Last night, I attended the “first ever” protest of a President’s State of the Union address. Held on the west side of the U.S. Capitol Building, I expected it to be a tremendous event, mobbed with angry people who couldn’t wait to spoil Bush’s speech. Alas, this wasn’t to be. Despite declarations that there were “over 2,000 people” present, I’d place the final count at 500. The event was more like vaudeville, or -- and I think this is a much better analogy -- the Gong Show than a political rally. All it needed was the Unknown Comic to show up and everything would have been perfect. It left me feeling very sad for the state of the American left.

This isn’t to say that I didn’t have a good time -- really, it was quite fun. Despite the cold, I had a great time heckling the President’s speech with like-minded people. But the speaker line-up was terrible. A Minneapolis city official gave the Green Party’s "official response" before the State of the Union even ended. This left the crowd ignoring her in favor Bush’s speech, which was still running on the screen beside her, Bush’s blah-blah-blah’s popping up as closed captioning. Whenever the President said anything outrageous, the crowd booed -- unfortunately, I think the Green spokesman thought they were booing her.
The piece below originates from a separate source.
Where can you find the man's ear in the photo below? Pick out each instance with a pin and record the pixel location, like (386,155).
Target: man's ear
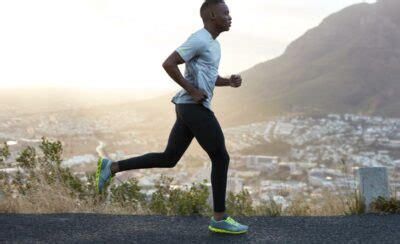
(213,15)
After the Green lady got off stage, Reverend Billy of the Church of No-Shopping showed up to offer inane arguments against the war (the logical ones just don’t cut it for Billy, I suppose) all in the style of an evangelical preacher. There was lots of rambling on about how murder and bombing is bad (who’d have thunk it?), but nothing about the lack of any connection between Al Qaeda and Iraq, or zero evidence of Saddam’s having weapons of mass destruction -- none of the legal justifcations for blocking the war. At one point, the good Reverend mentioned that he lives in downtown NYC, suggesting to me that he makes a killing off of the radical evangelical preacher schtick. I know I couldn’t afford to live in Manhattan on my salary -- I’d like to see what Billy’s tax returns look like. After Billy got off the stage, my friend Brian remarked that any mainstream onlookers who watched Reverend Billy’s performance probably thought the whole protest was a joke. Sadly, I had to agree.

Another memorable moment occurred when Adam Eidinger, failed candidate for D.C. Shadow Senator and Green Party activist (he had great campaign posters, but I still didn’t vote for him), half-heartedly implored us to join an “unpermitted, almost legal -- sorta illegal -- march on the National Press Building.” Only a handful joined the sorta illegal march -- not exactly the wake-up call they were hoping to send to the National Press Club.
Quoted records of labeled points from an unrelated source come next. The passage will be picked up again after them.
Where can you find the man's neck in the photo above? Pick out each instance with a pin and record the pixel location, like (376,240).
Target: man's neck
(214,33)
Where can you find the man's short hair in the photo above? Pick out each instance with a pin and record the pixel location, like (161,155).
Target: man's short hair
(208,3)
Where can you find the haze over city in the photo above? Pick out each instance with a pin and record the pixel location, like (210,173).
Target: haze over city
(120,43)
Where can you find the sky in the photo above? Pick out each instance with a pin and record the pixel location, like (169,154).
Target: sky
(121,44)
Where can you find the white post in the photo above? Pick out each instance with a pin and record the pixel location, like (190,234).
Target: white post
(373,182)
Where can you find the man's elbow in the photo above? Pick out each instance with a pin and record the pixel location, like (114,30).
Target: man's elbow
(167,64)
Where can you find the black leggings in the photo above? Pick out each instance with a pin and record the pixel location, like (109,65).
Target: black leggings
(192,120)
Through all the bad bands that played and the ravings of the speakers, I realized just how much I want the old Democratic Party back. Where are the moderate liberal voices -- the John F. Kennedy’s, Franklin Roosevelt’s and Harry Truman’s? Why is our only alternative to the impotent, hand-wringing, useless likes of Tom Daschle, Joe Lieberman and the rest, the decidedly un-mainstream Green Party? I trust them and their “let’s get rid of the military altogether and redistribute all your worldly goods to the poor” theoretical policies (theoretical, because it’s not as if they hold significant office anywhere), as much as the Republican tax cuts and bomb the hell out of the Third World approach. Where is the middle ground? Where are the Democrats?

Too busy watching the polls and covering their own asses, I guess.